Bone Graft Material: Question for Mazor
I totally agree with you with some exception:
1)For extraction defects- I use bio-oss
2) For big ridge defects- I prefer Regenaform.
3) For sinuses- Bovine to allografts.
Ziv look at Dr Pratt questions, what do you think of the issues with regenaform?
Bone Graft Material
For extraction defects I will use BioOss only if I need ridge preservation with no implant placement.Usually when implant is considered I would use a material capable of remodelling and transformed to native bone.My preference for sockets is Allografts and CASO4.If a buccal plate is missing I would use Biooss and a membrane only on the buccal surface to prevent resorption.
For sinuses- doesn't really matter what you're using-everything will work.
For large defects- Regenaform is my choice.
As for the bleeding- in order to prevent difficulties release the flap at the beginning of the procedure and by that you will have decreased bleeding while placing the Regenaform.
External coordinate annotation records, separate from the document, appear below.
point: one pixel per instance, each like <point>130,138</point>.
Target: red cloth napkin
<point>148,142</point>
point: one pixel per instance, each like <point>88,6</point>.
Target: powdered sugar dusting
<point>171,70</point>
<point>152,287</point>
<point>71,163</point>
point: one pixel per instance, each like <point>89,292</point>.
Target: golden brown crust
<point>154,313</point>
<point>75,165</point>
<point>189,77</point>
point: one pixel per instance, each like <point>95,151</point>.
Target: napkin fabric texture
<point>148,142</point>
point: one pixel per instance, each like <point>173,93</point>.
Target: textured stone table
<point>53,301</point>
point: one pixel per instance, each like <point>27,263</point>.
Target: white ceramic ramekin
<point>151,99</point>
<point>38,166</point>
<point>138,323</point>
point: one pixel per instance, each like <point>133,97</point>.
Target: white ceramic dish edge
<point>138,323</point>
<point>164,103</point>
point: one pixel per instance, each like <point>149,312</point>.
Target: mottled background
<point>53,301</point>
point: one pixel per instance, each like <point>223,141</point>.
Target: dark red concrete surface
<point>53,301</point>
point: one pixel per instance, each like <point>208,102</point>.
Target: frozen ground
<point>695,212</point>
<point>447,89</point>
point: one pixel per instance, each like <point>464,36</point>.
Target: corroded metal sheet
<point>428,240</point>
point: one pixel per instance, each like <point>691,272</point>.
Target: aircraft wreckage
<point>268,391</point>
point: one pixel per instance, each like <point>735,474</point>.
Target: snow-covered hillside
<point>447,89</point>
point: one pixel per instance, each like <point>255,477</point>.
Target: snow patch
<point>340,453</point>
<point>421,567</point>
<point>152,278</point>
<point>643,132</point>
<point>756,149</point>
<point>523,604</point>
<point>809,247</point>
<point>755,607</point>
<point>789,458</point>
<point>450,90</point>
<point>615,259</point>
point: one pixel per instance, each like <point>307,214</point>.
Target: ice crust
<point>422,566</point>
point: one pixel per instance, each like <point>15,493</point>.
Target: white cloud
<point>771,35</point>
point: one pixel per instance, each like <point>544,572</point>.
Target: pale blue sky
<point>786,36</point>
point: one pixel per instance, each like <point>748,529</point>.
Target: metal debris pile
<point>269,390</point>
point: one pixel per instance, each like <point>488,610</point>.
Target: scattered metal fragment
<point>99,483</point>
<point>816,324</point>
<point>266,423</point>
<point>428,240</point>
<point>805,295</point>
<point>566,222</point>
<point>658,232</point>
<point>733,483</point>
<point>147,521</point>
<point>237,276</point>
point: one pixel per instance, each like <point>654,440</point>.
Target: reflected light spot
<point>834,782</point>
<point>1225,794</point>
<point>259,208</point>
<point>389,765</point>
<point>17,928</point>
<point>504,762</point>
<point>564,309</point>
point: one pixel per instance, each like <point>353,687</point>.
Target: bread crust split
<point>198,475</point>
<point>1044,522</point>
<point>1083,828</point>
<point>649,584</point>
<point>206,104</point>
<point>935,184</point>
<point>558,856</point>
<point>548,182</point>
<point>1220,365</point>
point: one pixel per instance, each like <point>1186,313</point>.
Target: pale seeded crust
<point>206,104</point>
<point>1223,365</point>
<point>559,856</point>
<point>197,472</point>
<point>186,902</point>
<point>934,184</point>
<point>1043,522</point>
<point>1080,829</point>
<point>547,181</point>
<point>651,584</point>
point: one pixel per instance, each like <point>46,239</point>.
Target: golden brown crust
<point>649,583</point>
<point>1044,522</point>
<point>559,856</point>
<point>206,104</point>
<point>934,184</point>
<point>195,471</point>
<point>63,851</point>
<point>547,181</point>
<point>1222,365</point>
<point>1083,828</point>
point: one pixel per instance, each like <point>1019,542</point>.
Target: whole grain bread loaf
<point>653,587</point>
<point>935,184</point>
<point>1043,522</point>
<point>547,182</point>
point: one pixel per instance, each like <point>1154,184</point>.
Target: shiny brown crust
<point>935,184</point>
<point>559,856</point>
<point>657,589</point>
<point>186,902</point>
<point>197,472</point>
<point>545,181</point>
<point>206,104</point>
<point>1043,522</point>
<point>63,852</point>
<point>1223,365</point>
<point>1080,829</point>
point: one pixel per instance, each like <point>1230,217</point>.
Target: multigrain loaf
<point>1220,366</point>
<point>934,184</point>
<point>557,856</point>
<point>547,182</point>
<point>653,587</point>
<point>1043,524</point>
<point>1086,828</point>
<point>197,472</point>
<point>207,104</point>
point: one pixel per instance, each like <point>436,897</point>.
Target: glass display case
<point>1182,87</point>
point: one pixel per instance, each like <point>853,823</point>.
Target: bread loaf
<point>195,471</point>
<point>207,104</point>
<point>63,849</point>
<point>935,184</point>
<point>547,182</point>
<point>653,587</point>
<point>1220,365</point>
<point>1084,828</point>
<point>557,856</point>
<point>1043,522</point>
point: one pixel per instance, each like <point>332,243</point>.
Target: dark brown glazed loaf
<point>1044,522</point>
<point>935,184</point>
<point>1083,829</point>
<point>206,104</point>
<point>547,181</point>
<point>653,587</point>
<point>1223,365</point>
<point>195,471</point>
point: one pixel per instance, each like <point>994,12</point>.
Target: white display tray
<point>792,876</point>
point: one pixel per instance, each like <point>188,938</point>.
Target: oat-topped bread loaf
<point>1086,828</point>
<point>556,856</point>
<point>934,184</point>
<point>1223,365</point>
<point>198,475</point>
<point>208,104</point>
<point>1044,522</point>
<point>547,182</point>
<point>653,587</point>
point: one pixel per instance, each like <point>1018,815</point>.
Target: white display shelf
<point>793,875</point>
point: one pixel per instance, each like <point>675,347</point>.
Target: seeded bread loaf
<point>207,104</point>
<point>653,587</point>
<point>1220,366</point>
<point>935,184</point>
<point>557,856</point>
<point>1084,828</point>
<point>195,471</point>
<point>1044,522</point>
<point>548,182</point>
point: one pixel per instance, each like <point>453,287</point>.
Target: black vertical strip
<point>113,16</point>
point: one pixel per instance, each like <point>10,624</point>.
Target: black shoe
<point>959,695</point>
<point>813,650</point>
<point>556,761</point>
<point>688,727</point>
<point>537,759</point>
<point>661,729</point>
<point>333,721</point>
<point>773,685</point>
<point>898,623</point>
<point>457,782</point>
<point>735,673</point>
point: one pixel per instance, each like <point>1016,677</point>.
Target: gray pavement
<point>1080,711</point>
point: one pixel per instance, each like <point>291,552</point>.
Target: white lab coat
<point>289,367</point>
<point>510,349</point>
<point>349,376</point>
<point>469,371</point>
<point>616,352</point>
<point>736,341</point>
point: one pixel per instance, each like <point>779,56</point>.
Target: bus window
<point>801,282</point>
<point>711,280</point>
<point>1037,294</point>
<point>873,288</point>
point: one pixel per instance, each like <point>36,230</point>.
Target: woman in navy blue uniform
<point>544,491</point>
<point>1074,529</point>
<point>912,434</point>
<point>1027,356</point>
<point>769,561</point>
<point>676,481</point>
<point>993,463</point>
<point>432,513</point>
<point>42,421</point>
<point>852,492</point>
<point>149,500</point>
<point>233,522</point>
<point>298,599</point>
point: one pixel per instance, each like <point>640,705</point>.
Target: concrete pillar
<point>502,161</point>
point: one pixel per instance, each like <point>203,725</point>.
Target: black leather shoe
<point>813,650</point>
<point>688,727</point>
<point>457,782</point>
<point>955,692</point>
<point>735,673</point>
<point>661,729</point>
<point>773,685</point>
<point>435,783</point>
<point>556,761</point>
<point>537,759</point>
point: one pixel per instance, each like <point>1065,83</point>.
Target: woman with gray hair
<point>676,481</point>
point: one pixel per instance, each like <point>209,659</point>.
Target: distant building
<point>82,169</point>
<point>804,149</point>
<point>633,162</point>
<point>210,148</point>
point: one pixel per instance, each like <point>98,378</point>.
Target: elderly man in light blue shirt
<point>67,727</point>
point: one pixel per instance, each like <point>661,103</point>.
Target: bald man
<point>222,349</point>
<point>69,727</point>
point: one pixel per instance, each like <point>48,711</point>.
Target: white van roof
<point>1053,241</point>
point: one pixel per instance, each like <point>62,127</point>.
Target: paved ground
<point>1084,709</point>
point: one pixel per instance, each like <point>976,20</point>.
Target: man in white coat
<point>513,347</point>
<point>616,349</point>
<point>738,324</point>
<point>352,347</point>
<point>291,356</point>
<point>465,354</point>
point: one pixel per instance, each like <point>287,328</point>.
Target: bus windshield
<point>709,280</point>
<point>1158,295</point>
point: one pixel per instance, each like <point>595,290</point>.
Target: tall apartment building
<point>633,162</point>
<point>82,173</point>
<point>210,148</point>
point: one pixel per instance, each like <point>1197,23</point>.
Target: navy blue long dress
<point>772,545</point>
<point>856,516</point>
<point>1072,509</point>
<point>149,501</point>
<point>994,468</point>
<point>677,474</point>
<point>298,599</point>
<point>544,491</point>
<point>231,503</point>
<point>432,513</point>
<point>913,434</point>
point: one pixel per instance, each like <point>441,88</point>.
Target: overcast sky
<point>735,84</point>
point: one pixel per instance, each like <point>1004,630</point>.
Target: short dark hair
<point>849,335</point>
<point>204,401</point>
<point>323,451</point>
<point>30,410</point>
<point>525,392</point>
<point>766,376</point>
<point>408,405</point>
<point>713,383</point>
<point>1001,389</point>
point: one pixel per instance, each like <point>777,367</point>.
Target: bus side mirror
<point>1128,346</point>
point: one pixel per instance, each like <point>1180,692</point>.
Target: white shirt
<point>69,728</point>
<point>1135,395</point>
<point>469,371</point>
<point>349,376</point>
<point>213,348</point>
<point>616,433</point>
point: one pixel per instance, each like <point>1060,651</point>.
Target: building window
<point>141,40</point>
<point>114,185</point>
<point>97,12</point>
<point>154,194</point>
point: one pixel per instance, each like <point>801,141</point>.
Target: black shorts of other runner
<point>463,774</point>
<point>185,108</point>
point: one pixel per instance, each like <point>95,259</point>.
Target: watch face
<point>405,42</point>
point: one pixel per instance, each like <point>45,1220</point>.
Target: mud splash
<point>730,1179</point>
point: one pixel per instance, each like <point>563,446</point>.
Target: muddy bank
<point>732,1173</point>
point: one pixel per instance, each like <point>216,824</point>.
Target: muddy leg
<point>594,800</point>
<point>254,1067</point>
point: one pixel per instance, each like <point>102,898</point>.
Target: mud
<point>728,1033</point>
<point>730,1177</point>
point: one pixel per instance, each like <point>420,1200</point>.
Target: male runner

GBR Graft Materials: Lifenet FDBA or Puros Cortical
My mainstays are Lifenet FDBA or Puros cortical. Very easy to build out a ridge. I usually add PRP or PDGF to the graft for healing.
GBR Bone Graft Materials I like: Regenerform, Biooss, Puros
I myself favor Regenereform for GBR procedures works well for building up a ridge.
I like Bio-oss for Sinus and Extraction sockets.
I also like Puros for sockets and Sinus's as of of late.
I get consistent results every time.
GBR Bone Graft Materials: Regenaform, Biooss, Lifenet
I like Regenaform for GBR procedures works well for building up a ridge but still favor blocks.
Biooss for Sinus and Extraction sockets is a mainstay
I use alot of lifenet FDBA, awesome product.
Tenting screws can be critical.
Which material to choose
That is a subject that can fill up a full day.
There is a huge difference depending on the type of defect.
1)For extraction defects- Use any material that has the capability of remodelling because we would like vital bone. FDB or CASO4 or bTCP are my preferred ones.
2) For big ridge defects- I prefer Regenaform.
3) For sinuses- does not matter.From Bovine to allografts and alloplasts.
Ziv what do you like about regenaform?
What do you like about regenaform? What is your technique in mixing it. I used it a couple of times with mixed results. The block tended to break apart in the site that was bleeding. Any tips?